THE wages taken home by chief executives of FTSE-100 firms soared by almost one-third last year while the average worker saw their pay increase by just 2%, according to a new report.
Corporate heads saw their median wage – the figure midway between the highest and lowest wage – rise by 32% to £3.5 million. The earnings of the average worker grew at just half the rate of inflation over the same period, according to a survey by MM&K, a consultancy firm that examines pay strategies in companies, and Manifest, an agency that advises shareholders on how to vote in company meetings.
Increases in pay outstripped the growth of the Footsie itself, which grew by just 9% in 2010.
Workers have experienced the most severe pressure on earnings since the 1920s while FTSE-100 company chiefs draw wages that are up to 120 times larger than their staff.

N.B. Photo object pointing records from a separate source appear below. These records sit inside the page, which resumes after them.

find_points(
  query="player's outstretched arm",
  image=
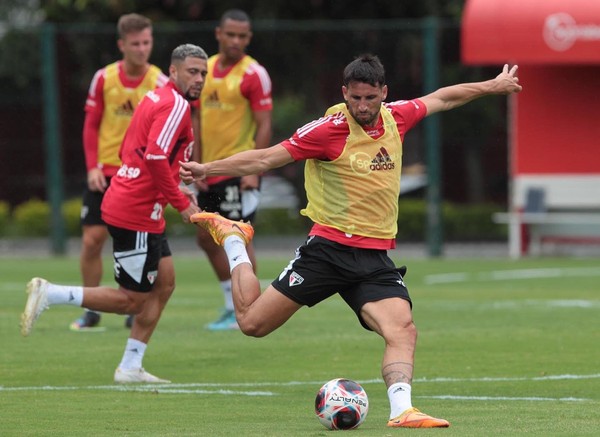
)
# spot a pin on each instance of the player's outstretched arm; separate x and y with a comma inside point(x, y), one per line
point(241, 164)
point(451, 97)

In 1998, senior staff earned 45 times the average wage. While the median salary rise for the chief executives was also 2%, their wages were swelled by a 70% increase in bonuses and share option schemes.
The SNP said the public see the huge wages as “unpal-atable”, while Brendan Barber, general secretary of the TUC, said they now “bear little resemblance to economic reality”.

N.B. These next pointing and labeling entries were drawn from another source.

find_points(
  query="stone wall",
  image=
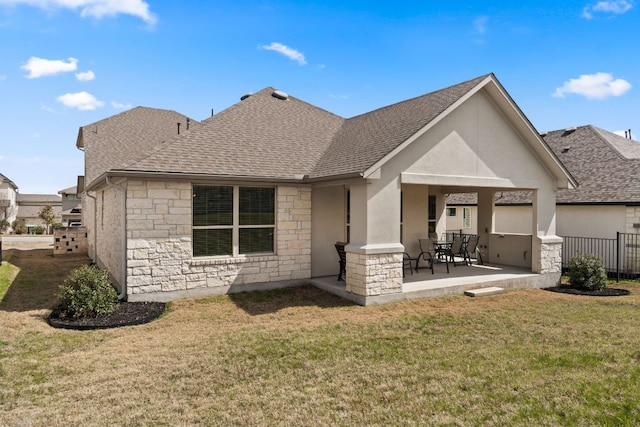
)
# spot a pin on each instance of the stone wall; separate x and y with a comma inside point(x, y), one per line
point(70, 240)
point(374, 274)
point(550, 259)
point(160, 265)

Stewart Hosie MP, SNP Treasury spokesman, said: “Chief executives of FTSE-100 com-panies are appearing slow to recognise how unpalatable people find the level of bonuses made to senior executives. They have to realise how toxic this issue is in the real world.
“I have already said that as we see many people concerned about job security or struggling to balance household budgets, chief executives should not be considering a bonus bonanza.
“I have suggested to the UK Government that bonuses, where and if they must be paid, should be issued in shares and, therefore, be locked into the longer-term performance of the businesses.”
The report also found the committees set up to decide pay and bonuses for senior workers were struggling to stay independent from chief executives.
Sarah Wilson, chief executive of Manifest, said: “There is a level of frustration that remuneration committees are developing a ‘tin ear’ and don’t see high levels of voting dissent as something to be concerned about.”
A number of banks have faced shareholder rebellions over the wages of their bosses.
Standard Life, the Scottish insurer, recently defended its decision to increase directors’ pay by 35% last year.
Chairman Gerry Grimstone insisted the huge wages were necessary to attract the best talent to Edinburgh.
However, some shareholders disagreed, with 11.5% of them voting against approving of the directors’ remuneration report for 2010 at an annual meeting earlier this month.
One-fifth of shareholders voted against HSBC’s remuneration plans for senior staff at its annual meeting last week.